Hospitalization is our most intensive, intrusive, and expensive psychiatric treatment setting, yet in our cohort of formerly hospitalized adolescents fewer than 50% received psychiatry-related aftercare in the month postdischarge. Innovations are necessary to address geographic inequities and improve timely access to mental health aftercare for all youth.

摘要

目的

及时的后续护理可以被视为患者安全的必要条件。在住院时间(LOS)减少和已知儿童精神病学人力资源挑战的背景下,我们调查了青少年精神病住院后接受后续护理的时间。

方法

我们对 2002 年 4 月 1 日至 2004 年 3 月 1 日期间在安大略省接受精神科出院的 15 至 19 岁青少年进行了一项基于人群的队列研究,使用健康行政数据库中的加密标识符确定出院后 395 天内首次与初级保健医生(PCP)或精神科医生进行精神科后续护理的时间。

结果

在研究期间出院的 7111 名青少年中,有 24%在 7 天内,49%在 30 天内接受了 PCP 或精神科医生的后续护理。
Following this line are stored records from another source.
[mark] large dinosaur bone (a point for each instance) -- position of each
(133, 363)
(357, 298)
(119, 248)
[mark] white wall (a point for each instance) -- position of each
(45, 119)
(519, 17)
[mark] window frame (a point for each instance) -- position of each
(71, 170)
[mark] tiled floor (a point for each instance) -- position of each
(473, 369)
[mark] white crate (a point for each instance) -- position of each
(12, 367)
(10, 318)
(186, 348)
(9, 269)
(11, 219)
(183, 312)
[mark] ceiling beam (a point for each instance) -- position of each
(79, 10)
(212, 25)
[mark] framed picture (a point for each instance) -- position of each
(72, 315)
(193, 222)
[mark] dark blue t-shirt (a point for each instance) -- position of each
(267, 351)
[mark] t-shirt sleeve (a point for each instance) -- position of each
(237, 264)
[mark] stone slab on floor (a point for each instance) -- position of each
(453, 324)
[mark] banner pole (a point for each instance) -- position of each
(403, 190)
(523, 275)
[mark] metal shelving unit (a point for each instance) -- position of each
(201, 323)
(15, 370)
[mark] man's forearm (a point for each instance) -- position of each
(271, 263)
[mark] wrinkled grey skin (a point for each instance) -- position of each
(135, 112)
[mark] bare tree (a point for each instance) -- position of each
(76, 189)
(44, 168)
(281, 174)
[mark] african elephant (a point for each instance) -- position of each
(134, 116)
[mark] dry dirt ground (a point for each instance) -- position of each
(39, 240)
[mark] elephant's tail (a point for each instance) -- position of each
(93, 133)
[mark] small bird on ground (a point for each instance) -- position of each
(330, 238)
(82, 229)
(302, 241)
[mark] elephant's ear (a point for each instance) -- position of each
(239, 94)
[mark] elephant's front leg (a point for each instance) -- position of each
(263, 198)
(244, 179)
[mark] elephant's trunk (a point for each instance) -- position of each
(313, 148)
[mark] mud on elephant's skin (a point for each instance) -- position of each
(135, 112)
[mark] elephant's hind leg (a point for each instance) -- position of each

高社会经济地位(调整后的危险比[AHR]1.31;95%置信区间[CI]1.21 至 1.43,P<0.001)和精神病性障碍(AHR 1.24;95%CI 1.12 至 1.36,P<0.001)与更高的后续护理可能性相关。该省北部地区(AHR 0.48;95%CI 0.32 至 0.71,P<0.001)、农村地区(AHR 0.82;95%CI 0.76 至 0.89,P<0.001)以及有自伤或自杀企图(AHR 0.58;95%CI 0.53 至 0.64,P<0.001)和物质使用障碍(AHR 0.50;95%CI 0.44 至 0.56,P<0.001)的青少年不太可能接受后续护理。

结论

住院治疗是我们最密集、最具侵入性和最昂贵的精神科治疗方式,但在我们的前住院青少年队列中,不到 50%的人在出院后一个月内接受了与精神科相关的后续护理。需要创新以解决地理不平等问题,并改善所有青少年及时获得心理健康后续护理的机会。